1170P - Identification of breast cancer-specific signatures in saliva metabolites using capillary electrophoresis mass spectrometry

Date 28 September 2014
Event ESMO 2014
Session Poster Display session
Topics Diagnostics
Breast Cancer
Translational Research
Basic Principles in the Management and Treatment (of cancer)
Presenter Hiromitsu Jinno
Citation Annals of Oncology (2014) 25 (suppl_4): iv406-iv408. 10.1093/annonc/mdu346
Authors H. Jinno1, T. Murata1, M. Sunamura2, M. Sugimoto3, T. Hayashida1, M. Takahashi1, Y. Kitagawa1
  • 1Department Of Surgery, Keio University School of Medicine, 160-8582 - Tokyo/JP
  • 2Department Of Surgery, Tohoku University School of Medicine, Sendai/JP
  • 3Institute For Advanced Biosciences, Keio University, Tsuruoka/JP



Saliva is an easily accessible and informative biological fluid which has high potential for the early diagnosis of various diseases. Saliva-based diagnostics, particularly those based on metabolomics technology, offer a promising clinical strategy by characterizing the association between salivary analytes and a particular disease. The aim of this study is to identify breast cancer-specific signatures in saliva metabolites to facilitate the early diagnosis of breast cancer.

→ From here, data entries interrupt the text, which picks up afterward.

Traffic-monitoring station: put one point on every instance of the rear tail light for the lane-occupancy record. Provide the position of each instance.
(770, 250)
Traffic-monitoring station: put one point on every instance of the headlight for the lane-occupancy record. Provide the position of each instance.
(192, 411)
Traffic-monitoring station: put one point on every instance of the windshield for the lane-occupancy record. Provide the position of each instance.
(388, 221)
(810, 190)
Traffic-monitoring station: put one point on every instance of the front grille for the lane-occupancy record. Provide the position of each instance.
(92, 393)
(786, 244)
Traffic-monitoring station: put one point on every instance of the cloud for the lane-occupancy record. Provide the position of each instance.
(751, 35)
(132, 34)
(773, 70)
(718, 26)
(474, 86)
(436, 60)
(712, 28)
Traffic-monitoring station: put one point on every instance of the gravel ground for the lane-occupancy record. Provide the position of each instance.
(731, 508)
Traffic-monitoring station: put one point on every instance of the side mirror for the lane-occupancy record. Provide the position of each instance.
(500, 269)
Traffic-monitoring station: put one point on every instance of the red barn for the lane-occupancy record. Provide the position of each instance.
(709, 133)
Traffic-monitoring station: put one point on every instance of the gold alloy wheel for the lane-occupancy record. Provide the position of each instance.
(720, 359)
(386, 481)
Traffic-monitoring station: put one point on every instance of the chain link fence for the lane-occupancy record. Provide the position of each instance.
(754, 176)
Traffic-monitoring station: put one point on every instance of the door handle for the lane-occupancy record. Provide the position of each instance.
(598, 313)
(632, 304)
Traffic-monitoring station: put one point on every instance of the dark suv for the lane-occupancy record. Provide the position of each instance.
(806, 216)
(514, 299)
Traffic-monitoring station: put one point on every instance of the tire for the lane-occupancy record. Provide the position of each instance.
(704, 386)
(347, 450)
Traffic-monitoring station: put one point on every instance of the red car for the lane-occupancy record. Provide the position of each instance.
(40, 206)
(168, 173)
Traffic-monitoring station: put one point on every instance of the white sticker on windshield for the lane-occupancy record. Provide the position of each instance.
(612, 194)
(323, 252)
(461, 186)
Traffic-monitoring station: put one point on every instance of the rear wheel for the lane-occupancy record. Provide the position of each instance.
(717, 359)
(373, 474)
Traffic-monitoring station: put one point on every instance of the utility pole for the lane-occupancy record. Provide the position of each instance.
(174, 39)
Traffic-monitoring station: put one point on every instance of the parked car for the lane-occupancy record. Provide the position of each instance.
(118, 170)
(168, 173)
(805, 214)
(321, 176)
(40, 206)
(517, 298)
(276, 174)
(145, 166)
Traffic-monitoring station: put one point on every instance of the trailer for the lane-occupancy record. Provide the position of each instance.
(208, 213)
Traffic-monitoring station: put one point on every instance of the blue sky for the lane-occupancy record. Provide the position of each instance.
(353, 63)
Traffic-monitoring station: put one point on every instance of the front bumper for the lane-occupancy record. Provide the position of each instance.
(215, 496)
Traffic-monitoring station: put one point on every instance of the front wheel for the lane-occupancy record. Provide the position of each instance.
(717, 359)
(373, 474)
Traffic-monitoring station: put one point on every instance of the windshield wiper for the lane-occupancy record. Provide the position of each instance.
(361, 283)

Comprehensive metabolite analysis of saliva was conducted using capillary electrophoresis time-of-flight mass spectrometry, which can simultaneously quantify hundreds of charged metabolites. Saliva samples were obtained from 20 healthy controls and 90 breast cancer patients including 74 invasive ductal carcinoma (IDC), 2 invasive lobular carcinoma and 14 ductal carcinoma in situ (DCIS). Thirty-three patients were treated with neoadjuvant chemotherapy. Statistical analyses were performed by using a nonparametric Mann-Whitney U test, multiple logistic regression and the receiver operating characteristics (ROC) to evaluate the predictive power of biomarkers.


Totally, 205 kinds of metabolites were identified and quantified. Of these metabolites, 62 metabolites demonstrated significantly higher concentrations in breast cancer patients without any treatment comparing with healthy individuals (P < 0.05). Especially, 5 salivary biomarkers (labelled as A to E) demonstrating significant differences with P-value <0.0001, the area under the ROC curves (AUCs) were 0.765 for substance A, 0.716 for substance B, 0.809 for substance C, 0.819 for substance D and 0.850 for substance E. These 5 potential markers did not show any significant correlations with age and tumor size. The concentrations of 5 potential markers of patients with DCIS is between the patients with IDC and healthy individuals.


These data suggested that quantitative information for salivary metabolites and their combinations could be promising biomarkers for the early diagnosis of breast cancer.


All authors have declared no conflicts of interest.